In the last couple of weeks, we’ve seen the first of this year’s high-profile Christmas advertising campaigns. As is par for the course, a great many of these have been fairly large-scale efforts noticeably driven less by overt reference to products and sales, and more by narratives that appeal to the emotions of viewers.
Amongst 2019’s myriad examples are a campaign from Sainsbury’s playing on their 150th anniversary to draw on the Victorian iconography underpinning much Christmas tradition, an inventive Michel Gondry-directed short for HP that promotes limiting screen time during the festive season, and, of course, John Lewis’ fantasy-themed offering.
In keeping with the character of the season, what these campaigns all share in common is their drawing on ideas of compassion, togetherness, wonder, and nostalgia. While this is obviously all well and good when it comes to striking an emotional chord with audiences, it raises the question as to what the brands themselves stand to gain from this kind of content — especially considering the huge amounts of money spent on these campaigns.
Writing for Brand Refinery, Thomas Graham notes that – Christmas being a time that is typified by nostalgia and tradition – the aim of many brands is to stand out amongst the vast competition, differentiating themselves by working to establish the association between their brand and the audience’s idea of Christmas.
“Reminding an audience of emotions experienced in their past can make them look more fondly on them as a brand.
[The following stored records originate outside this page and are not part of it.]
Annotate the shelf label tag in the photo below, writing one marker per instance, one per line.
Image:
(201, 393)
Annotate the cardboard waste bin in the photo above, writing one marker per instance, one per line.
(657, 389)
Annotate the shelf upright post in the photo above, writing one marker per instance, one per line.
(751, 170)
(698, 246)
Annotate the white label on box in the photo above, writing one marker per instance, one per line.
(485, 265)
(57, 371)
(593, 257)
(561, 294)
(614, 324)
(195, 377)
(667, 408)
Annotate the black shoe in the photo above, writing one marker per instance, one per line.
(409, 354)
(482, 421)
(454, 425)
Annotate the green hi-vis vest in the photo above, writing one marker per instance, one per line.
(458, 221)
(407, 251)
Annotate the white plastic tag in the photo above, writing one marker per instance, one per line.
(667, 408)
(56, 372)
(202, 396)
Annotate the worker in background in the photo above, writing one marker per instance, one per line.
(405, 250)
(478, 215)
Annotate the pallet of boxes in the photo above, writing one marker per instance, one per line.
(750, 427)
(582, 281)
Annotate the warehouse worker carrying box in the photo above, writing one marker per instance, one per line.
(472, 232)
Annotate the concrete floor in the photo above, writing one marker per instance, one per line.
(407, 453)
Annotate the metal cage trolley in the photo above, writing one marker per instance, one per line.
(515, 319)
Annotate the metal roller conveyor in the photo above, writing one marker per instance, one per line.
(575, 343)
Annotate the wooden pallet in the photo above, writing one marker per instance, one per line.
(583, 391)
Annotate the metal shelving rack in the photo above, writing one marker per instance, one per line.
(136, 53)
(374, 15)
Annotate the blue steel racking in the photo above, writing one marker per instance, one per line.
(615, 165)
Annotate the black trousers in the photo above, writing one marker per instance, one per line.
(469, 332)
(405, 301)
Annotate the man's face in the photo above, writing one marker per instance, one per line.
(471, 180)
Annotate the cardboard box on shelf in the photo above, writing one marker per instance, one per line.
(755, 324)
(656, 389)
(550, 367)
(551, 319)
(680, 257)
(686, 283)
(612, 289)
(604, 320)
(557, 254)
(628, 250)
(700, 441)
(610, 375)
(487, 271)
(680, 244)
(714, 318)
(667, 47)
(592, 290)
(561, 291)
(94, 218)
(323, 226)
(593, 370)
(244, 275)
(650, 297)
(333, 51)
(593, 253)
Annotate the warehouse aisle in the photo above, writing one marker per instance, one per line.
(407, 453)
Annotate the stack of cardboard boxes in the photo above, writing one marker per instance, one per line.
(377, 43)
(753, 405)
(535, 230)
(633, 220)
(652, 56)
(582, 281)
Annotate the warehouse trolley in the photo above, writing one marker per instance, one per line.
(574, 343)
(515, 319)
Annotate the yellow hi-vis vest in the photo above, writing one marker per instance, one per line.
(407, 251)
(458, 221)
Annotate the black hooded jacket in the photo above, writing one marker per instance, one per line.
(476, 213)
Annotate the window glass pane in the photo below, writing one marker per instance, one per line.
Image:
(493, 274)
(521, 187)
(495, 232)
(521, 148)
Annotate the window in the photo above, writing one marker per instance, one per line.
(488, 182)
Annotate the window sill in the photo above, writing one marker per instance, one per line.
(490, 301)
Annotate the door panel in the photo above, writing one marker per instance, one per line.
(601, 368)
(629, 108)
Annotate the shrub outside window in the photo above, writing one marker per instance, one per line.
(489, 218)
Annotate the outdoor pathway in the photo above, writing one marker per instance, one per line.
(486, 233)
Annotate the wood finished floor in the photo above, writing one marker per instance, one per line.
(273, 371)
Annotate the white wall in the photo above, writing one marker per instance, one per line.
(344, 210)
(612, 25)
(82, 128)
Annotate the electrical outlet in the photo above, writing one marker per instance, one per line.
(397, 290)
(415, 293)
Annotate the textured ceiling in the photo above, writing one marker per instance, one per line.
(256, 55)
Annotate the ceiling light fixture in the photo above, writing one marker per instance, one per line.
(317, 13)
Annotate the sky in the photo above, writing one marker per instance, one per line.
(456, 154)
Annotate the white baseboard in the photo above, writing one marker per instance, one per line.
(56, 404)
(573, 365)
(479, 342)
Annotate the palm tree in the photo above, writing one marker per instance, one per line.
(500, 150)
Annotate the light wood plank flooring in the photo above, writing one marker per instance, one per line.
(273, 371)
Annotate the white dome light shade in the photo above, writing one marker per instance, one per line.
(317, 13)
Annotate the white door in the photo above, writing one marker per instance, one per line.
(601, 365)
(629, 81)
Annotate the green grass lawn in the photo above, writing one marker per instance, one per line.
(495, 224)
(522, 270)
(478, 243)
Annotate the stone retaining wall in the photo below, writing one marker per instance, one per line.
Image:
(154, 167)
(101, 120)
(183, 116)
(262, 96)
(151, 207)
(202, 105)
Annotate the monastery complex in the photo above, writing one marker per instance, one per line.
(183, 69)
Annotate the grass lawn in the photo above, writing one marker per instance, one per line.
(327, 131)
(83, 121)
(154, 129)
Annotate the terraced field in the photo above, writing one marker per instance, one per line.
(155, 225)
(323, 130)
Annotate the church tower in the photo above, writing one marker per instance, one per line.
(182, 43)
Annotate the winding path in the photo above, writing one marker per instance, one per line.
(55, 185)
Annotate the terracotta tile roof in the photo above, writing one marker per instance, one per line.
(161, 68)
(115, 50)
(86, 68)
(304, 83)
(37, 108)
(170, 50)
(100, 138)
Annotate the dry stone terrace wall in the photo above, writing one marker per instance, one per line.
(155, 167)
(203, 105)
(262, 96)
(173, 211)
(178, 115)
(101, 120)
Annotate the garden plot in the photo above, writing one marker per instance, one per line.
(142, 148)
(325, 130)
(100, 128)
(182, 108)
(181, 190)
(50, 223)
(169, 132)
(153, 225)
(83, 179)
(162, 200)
This is because these positive emotions are now tied to the brand itself.”
But of course, though techniques like this are most prevalent during this season; emotional storytelling is, by no means, just for Christmas. Writing for The Drum, Emma Mulcahy affirms this, acknowledging why it’s so important for marketers to work at establishing deep, long-term emotional connections with their audiences:
“For brands seeking long-term loyalty, it isn't enough just to meet needs. Marketers need an engaging long-term conversation to create meaningful, human connections with consumers. ... Creating marketing which resonates with customers leaves a lasting impression, serving the brand well in the long-run.”
Such methods can work effectively for a variety of industries. Take Travel Oregon’s ‘Only Slightly (More) Exaggerated’ ad, which depicts an animated re-imagining of Oregon – blending real landmarks with fantastical environments and creatures.
Speaking to Creative Moment, Ansel Wallenfang of Wieden + Kennedy – the agency behind the ad – described the impetus behind this creative decision:
“Our goal … is to visualise the emotional experience of visiting Oregon. By using animation, we are able to capture experiences that go beyond traditional travel films, while also feeling unique to our state.”
This decision to focus on creatively and memorably illustrating the subjective emotional experience of travel is a particularly smart one for a tourism brand to make. They’re offering personal experiences just as much (if not more than) they’re offering the objective characteristics of the location.
The consumer tech industry is another example of an industry for which emotional storytelling can be particularly beneficial. The main challenge that such brands face is that their products can be fairly alienating to the general public: the technical aspects that the engineers who design these products may view as selling points can easily come across as cold and unrelatable to the average person.
Reporting from a consumer electronics trade show, 6P Marketing quoted Intel’s VP Global Creative Director, Teresa Herd, as saying:
“To make it interesting, we need to talk about how the humans will actually be better off – engage with buyers’ emotions and speak to the real-world benefits, not just the functionality. We need to tap into the human truths that are also entertaining.”
This is something that can be seen in countless tech ads. One particularly notable example is Apple’s Sam Mendes-directed 2010 advertisement for the FaceTime feature, which is less interested in the brand’s technical accomplishment and more interested in showing how the product can be used at all stages of a person’s life. As a contemporary review from Cnet remarked:
“Apple’s excellent [ad…] brings together the sheer warmth and humanity of Apple products that other brands crave … When you’re selling FaceTime, you go with the face. That way, you’ll get straight through to the heart.”
So, when seeing this year’s festive advertisements; consider whether anything from these kinds of ads can be applied to your own marketing strategy.
Whether it’s Christmas time or not, looking beyond the objective benefits of a product or service and thinking about how you can illustrate an emotional connection is certainly a strategy worth considering as you build your brand.